Am I the only here who found porn mags by the age of 8 (at my uncle's house), actually depicting orgies, but who actually never felt harmed by it?

Cedric, don't be so sure you weren't harmed. Studies have shown that children who are exposed to pornography have lifelong spelling problems. Some of them even compulsively add the letter "s" to the ends of artists' names.

9/12/2006 06:13:00 PM  
Anonymous Todd W. said...

Simple rule of thumb would be leave the control in parents' hands. In most cases any theoretical wonder at what is offensive and what is not is just posturing, in my opinion. If there is any question at all, do what you can to leave that decision to the parent and keep it out of view of anyone who hasn't deliberately chosen to view after being fairly warned.

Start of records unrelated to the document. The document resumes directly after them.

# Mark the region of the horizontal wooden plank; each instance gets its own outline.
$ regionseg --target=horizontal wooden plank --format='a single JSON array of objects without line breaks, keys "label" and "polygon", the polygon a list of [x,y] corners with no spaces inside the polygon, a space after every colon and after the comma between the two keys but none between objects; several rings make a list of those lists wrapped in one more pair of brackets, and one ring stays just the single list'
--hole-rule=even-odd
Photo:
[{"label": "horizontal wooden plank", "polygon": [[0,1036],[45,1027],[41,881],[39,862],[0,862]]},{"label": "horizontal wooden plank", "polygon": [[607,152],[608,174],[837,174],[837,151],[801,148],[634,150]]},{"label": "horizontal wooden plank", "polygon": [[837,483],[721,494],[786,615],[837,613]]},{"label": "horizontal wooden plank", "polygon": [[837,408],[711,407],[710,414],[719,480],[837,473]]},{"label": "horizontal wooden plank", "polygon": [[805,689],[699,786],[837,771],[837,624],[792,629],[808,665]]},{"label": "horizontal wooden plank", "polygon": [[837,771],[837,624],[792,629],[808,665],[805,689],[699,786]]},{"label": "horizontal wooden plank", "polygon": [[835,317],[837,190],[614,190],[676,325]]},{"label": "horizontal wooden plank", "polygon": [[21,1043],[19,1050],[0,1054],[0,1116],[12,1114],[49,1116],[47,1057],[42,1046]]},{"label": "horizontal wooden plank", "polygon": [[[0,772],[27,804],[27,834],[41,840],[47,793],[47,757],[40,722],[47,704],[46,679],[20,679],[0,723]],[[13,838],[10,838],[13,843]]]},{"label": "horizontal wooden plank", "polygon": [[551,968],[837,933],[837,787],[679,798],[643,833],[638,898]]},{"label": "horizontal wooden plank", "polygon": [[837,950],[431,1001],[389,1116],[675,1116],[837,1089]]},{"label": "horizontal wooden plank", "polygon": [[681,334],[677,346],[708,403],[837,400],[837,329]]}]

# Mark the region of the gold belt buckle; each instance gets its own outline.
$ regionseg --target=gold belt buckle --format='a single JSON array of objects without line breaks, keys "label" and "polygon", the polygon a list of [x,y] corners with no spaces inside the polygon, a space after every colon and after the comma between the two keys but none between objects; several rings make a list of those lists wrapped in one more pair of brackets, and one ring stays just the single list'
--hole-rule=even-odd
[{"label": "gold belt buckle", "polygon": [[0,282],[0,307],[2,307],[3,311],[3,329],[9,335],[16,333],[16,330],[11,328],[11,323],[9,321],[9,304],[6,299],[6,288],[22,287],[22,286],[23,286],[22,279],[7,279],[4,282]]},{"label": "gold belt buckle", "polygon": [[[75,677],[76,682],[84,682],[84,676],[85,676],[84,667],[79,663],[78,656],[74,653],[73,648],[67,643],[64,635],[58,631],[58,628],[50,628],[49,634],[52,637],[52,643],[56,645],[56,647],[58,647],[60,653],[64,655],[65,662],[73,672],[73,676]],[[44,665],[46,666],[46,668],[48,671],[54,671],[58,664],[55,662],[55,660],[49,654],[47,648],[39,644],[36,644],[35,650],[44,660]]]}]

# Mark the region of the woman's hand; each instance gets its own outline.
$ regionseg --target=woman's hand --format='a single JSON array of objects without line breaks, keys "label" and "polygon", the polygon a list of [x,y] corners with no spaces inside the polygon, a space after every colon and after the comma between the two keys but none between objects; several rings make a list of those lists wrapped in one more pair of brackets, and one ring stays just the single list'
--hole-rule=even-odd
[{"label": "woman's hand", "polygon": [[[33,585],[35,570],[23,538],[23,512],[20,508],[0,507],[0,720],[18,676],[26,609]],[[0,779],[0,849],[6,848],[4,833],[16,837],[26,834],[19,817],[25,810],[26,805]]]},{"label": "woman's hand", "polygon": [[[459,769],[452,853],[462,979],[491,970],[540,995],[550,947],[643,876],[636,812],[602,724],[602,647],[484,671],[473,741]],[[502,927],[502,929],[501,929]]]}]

Having said that, there is a grat deal of advertising out there that is publically available and virtually unavoidable that would fall into this category, but just because someone else isn't giving parents a chance to guide their children's viewing material doesn't mean you should disregard the issue too.

Putting the art behind the curtain is certainly not a big deal to me and I think it stretches credulity to think that such an act is worse than what could be behind it.

To bring talk of rights into it, as a rule, focuses on selfish impulses rather than focusing on our collective responsibilites to one another. this world would be a better place with that rule of thumb.

9/12/2006 07:16:00 PM  
Anonymous Anonymous said...

True or False

Shock value?
Cultural tourism?
Curatorial taste or something else?

(More and more art and museums are called upon to justify their existence. But at the end of the day anything goes if you can sell it for a $1,000. Another fundraiser anyone?)

Is art a substitute for religion or spirituality?
Are museums babysitters, political soapboxes or therapists?

(Just read the NY Times and The Village voice and you will have the answer.)

I saw a few velvet ones at the Bronx Museum years ago. Needless to say I never went back. Miss Block are you listening? Purple velvet. Check the storage.


9/13/2006 10:32:00 AM  
Blogger artless_protagonist said...

There are images of the works on the Sherman Galleries website.


9/17/2006 08:26:00 PM  
Blogger Edward_ said...

many thanks artless protagonist!

I see where the words in the painting are impolite, but they're tamer than one hears on the average grade school playground, so I'm a bit confused myself about the gallery's response. Values change per community, but I think a posted warning would be sufficient and that the curtain is overkill.